La Cassazione ha riconosciuto tale efficacia interruttiva esclusivamente in tre casi. Nel primo caso, il lavoratore aveva violato consapevolmente le cautele disposte al fine di precludere l’ingresso in un’area pericolosa, all’interno della quale aveva poi subito un incidente[i].
Nel secondo caso, per liberare una pala meccanica improvvisamente bloccatasi, l’operaio si era sdraiato sotto la stessa senza spegnerla e ne era rimasto travolto[ii].
Nel terzo caso, l’operaio aveva volontariamente introdotto la mano in una cavità adiacente alle lame di una fresatrice, regolarmente protetta, dopo averne rimosso la relativa copertura[iii].
In tali casi, la Cassazione ha ritenuto interrotto il nesso causale in quanto il lavoratore ha tenuto una condotta anomala, abnorme, imprevedibile, ed esorbitante rispetto alle mansioni a cui era adibito.

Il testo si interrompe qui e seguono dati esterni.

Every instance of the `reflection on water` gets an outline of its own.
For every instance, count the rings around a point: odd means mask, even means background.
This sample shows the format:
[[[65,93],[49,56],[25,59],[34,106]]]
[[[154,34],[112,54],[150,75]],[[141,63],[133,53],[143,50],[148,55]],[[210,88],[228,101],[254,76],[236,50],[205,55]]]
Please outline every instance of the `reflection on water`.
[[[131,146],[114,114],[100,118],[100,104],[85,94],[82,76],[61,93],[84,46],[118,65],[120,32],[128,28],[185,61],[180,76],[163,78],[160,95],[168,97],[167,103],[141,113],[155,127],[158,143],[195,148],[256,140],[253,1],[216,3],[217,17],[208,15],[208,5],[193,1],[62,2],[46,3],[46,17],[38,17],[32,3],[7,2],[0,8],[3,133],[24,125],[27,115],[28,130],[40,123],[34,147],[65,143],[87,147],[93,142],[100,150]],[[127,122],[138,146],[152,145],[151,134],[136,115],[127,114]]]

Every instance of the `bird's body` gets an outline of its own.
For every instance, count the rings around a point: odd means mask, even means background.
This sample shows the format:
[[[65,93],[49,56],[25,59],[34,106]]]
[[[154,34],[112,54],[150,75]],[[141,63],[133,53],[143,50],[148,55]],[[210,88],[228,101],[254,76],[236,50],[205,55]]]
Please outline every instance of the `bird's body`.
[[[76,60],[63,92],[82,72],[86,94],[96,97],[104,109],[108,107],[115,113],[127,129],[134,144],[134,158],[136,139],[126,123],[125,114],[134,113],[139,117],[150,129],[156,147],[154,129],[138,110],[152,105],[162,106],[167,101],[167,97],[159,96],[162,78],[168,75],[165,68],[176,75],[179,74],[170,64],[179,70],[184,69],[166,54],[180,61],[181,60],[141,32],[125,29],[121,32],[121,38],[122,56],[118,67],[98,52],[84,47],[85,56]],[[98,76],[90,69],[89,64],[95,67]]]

Al di là di tali ipotesi, invece, la Cassazione ha assunto un atteggiamento più rigoroso, volto ad escludere l’efficacia interruttiva delle condotte del lavoratore pur caratterizzate da negligenza, imprudenza, e imperizia.
La ratio su cui si fonda la predisposizione di misure antinfortunistiche consiste infatti nell’evitare infortuni dovuti a fattori non solo estrinseci ma anche intrinseci, dovuti cioè a comportamenti imprudenti, negligenti, e imperiti del lavoratore, che pertanto vanno considerati come fatti ordinari e non eccezionali.  Come ha sottolineato infatti la sentenza in commento, il disposto dell’articolo 2087 c.c. ha una funzione sussidiaria e integrativa delle misure protettive da adottare a garanzia del lavoratore, e pertanto “abbraccia ogni tipo di misura utile a tutelare il diritto soggettivo dei lavoratori ad operare in un ambiente esente da rischi”, anche al di là delle singole e specifiche norme antinfortunistiche di volta in volta previste.

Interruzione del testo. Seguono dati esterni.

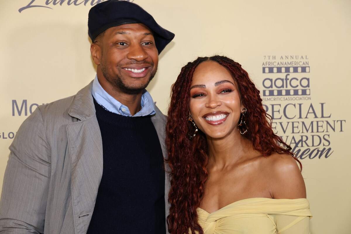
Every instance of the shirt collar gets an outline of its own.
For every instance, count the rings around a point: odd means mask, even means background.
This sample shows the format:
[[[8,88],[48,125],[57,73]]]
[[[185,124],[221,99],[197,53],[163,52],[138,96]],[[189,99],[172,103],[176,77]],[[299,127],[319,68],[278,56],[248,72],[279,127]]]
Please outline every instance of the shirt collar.
[[[132,116],[128,107],[116,100],[104,89],[99,82],[97,75],[95,76],[93,81],[92,94],[98,103],[109,111],[125,116]],[[150,115],[156,113],[153,100],[146,89],[143,91],[141,105],[141,109],[132,117]]]

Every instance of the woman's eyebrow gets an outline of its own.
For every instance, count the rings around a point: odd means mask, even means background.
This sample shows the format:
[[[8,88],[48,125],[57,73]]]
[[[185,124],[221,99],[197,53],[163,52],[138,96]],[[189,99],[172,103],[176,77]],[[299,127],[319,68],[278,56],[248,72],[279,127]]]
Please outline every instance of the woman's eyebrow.
[[[229,81],[229,80],[221,80],[221,81],[217,81],[217,82],[216,82],[216,83],[214,83],[214,86],[218,86],[218,85],[221,85],[223,83],[227,83],[227,82],[230,83],[232,84],[233,85],[234,85],[234,84],[233,84],[233,82],[232,82],[231,81]],[[235,85],[234,85],[234,86],[235,86]]]
[[[206,88],[206,86],[205,85],[195,85],[190,87],[190,89],[194,88]]]

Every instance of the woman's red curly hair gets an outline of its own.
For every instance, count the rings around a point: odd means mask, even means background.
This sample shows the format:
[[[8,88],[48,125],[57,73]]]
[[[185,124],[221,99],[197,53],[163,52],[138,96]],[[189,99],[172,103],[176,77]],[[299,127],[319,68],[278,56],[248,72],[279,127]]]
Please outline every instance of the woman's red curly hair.
[[[205,134],[200,131],[192,140],[189,139],[188,134],[192,133],[191,130],[189,132],[191,126],[187,116],[193,74],[199,64],[207,60],[214,61],[226,68],[236,83],[241,101],[247,109],[245,117],[249,131],[243,137],[250,140],[253,148],[264,156],[277,152],[293,156],[290,152],[291,148],[273,133],[272,118],[262,106],[260,92],[240,64],[219,55],[199,57],[188,63],[181,68],[172,86],[166,128],[167,161],[171,170],[168,199],[171,207],[167,223],[171,234],[188,233],[189,231],[192,233],[195,231],[199,234],[203,233],[198,222],[196,209],[207,178],[207,141]],[[295,159],[302,168],[301,163]]]

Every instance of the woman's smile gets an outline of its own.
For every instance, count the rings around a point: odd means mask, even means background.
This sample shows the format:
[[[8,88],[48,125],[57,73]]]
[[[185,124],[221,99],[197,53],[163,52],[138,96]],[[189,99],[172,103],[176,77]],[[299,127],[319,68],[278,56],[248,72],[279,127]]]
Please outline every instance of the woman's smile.
[[[204,115],[203,118],[206,122],[213,125],[218,125],[224,122],[229,113],[226,111],[216,111]]]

Pur in presenza di un comportamento abnorme del lavoratore, inoltre, il nesso causale non può dirsi interrotto quando l’infortunio risulta determinato da assenza o inidoneità delle misure di sicurezza, tali che, se adottate, sarebbero state idonee a neutralizzare proprio il rischio di siffatto comportamento anomalo. In tal caso, infatti, nessuna efficienza causale può essere attribuita alla condotta del lavoratore che ha dato occasione all’evento[iv].

Come ha più volte precisato la sentenza in esame, infatti, “la sicurezza del lavoratore costituisce un bene di rilevanza costituzionale (art.41, II Cost.) che impone – a chi si avvalga di una prestazione lavorativa eseguita in stato di subordinazione – di anteporre al proprio legittimo profitto la sicurezza di chi tale prestazione esegua, adottando ogni cautela che lo specifico contesto lavorativo richieda”.
Tuttavia, la Cassazione nel 2007[v] ha riconosciuto anche l’ammissibilità di un concorso di colpa tra le condotte del lavoratore e del datore di lavoro quando “il lavoratore, con una normale prudenza e diligenza, avrebbe potuto ovviare all’evidenza del pericolo e non l’ha fatto”.
Sulla scorta di tale precedente giurisprudenziale, la sentenza in esame ha riconosciuto la legittimità della sentenza emessa dalla Corte d’Appello, nella parte in cui ha ritenuto che il ricorrente, nella specie, ha concorso al 50% alla causazione dell’infortunio mortale, in quanto non ha adottato alcuna misura di prevenzione, specifica o generica; e ha ritenuto che il lavoratore vi abbia concorso per il restante 50%, in quanto ha omesso di osservare le ordinarie regole di prudenza a cui pure sarebbe stato tenuto nello svolgimento delle sue mansioni.

Ha, pertanto, rigettato il ricorso.

 



[I] Cass.  9 luglio 2008, n 37992.



[i] Cass. Pen. Sez. IV, 25 settembre 2001.

[ii] Cass. Pen. Sez. IV, 10 novembre 1999.

[iii] Cass. Pen., sez. IV, 25 settembre 1996.

[iv] Cfr. Cass. Pen. Sez. IV, 03 novembre 2004, n.3455 e Cass. Pen., sez IV, 07 luglio 2005, n. 36339.